Decrease in oxygen consumption correlates with a decline in mitochondrial function. (A) Mitochondrial mass in FaDu and EMT6 cells treated for 24 h with BEZ235 and BKM120 was unaffected, as confirmed by immunoblotting for citrate synthase. (B) Levels of the electron transport chain (ETC) complexes II, III and V (F0F1-ATPase) increased in FaDu mitochondria treated with BEZ235 and BKM120 compared to the DMSO-treated control (Ctl). (C) The functionality of mitochondria is dependent on the constant cycling of protons (H+) between the intermembrane space and the mitochondrial matrix. The inner and outer mitochondrial membranes (IMM and OMM) act as barriers to H+ transport. Movement of protons into the intermembrane space by the ETC complexes results in a mitochondrial membrane potential (MMP) which is relieved by F0F1-ATPase during the generation of ATP. Alterations to the MMP indicate a change in this flux. Mitochondrial function can be disrupted by the addition of (1) FCCP, which dissipates the H+ gradient and the MMP, uncoupling respiration from ATP production and enabling it to occur at its maximal rate; (2) Oligomycin, which inhibits F0F1-ATPase, enables calculation of ATP-dependent (coupled) respiration. (D) Coupled and uncoupled respiration were determined in cells to which either FCCP or oligomycin (respectively) had been added. Subtraction of the post-oligomycin OCR from the basal OCR gives coupled respiration. Uncoupled respiration is determined by subtracting the post-rotenone (non-mitochondrial) OCR from the post-FCCP OCR. (E and F) Coupled respiration was significantly reduced in all cell lines after 24 h treatment with BEZ235 or BKM120 compared to the DMSO-treated control. The effect of treatment with BEZ235 or BKM120 on uncoupled respiration varied across cell lines. All data points represent mean ± 95% Confidence Interval in n = 12 wells. Data shown are representative of three independent experiments. One-way ANOVAs were performed with Bonferroni-corrected post t-tests comparing treated to DMSO-treated control samples. P < 0.01.

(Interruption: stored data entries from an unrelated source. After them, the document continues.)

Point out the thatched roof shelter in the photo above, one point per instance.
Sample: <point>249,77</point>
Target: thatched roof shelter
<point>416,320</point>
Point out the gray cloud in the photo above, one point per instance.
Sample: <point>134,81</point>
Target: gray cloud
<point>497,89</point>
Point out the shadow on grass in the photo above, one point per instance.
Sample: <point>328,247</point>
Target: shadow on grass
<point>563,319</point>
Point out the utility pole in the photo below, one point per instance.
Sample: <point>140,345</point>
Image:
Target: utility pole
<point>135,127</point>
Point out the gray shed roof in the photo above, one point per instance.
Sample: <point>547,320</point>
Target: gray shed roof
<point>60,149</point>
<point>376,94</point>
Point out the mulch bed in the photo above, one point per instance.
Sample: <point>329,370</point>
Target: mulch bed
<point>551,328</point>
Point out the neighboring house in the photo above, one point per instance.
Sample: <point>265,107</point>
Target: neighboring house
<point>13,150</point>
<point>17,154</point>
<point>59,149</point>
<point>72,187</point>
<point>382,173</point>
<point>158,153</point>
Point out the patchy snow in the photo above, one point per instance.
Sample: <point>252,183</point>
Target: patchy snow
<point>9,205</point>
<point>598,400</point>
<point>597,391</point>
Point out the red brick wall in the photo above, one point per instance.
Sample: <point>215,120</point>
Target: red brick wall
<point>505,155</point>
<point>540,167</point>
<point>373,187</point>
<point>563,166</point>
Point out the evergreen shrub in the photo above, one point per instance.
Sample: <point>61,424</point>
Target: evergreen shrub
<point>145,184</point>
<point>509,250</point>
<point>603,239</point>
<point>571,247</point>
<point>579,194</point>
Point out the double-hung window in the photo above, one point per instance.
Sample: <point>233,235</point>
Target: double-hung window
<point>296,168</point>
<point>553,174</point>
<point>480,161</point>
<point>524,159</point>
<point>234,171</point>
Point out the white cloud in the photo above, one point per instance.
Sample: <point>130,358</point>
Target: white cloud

We next looked at the effect of BEZ235 and BKM120 on mitochondrial bioenergetics. In a normally functioning cell, the rate of cellular O2 consumption (as shown in Fig. 1A) is determined by the activity of the electron transport chain (ETC) and the rate of ATP production, with these processes ‘coupled’ via the proton gradient (Fig. 2C). In addition to this, proton leakage and non-mitochondrial also contribute. To assess the specific contributions of ATP synthesis and ETC activity to altered O2 consumption, we compared respiration in both the coupled and uncoupled states through sequential addition of oligomycin (an ATP synthase inhibitor) and FCCP (which dissipates the proton gradient) (Fig. 2D). Coupled respiration was reduced by BEZ235 or BKM120 treatment in all cell lines (Fig. 2E). However, as coupled respiration is dependent on the supply of electrons from the ETC, this does not in itself show that the reduction is dependent on ATP synthase activity. Hence it is necessary to also consider uncoupled respiration, which reflects ETC activity. Treatment with BEZ235 or BKM120 reduced uncoupled respiration in the human cells lines (FaDu, HCT116 and U87), although the effect was smaller than that observed for coupled respiration (Fig. 2F). Thus both coupled and uncoupled respiration are inhibited by PI3K/mTOR inhibition.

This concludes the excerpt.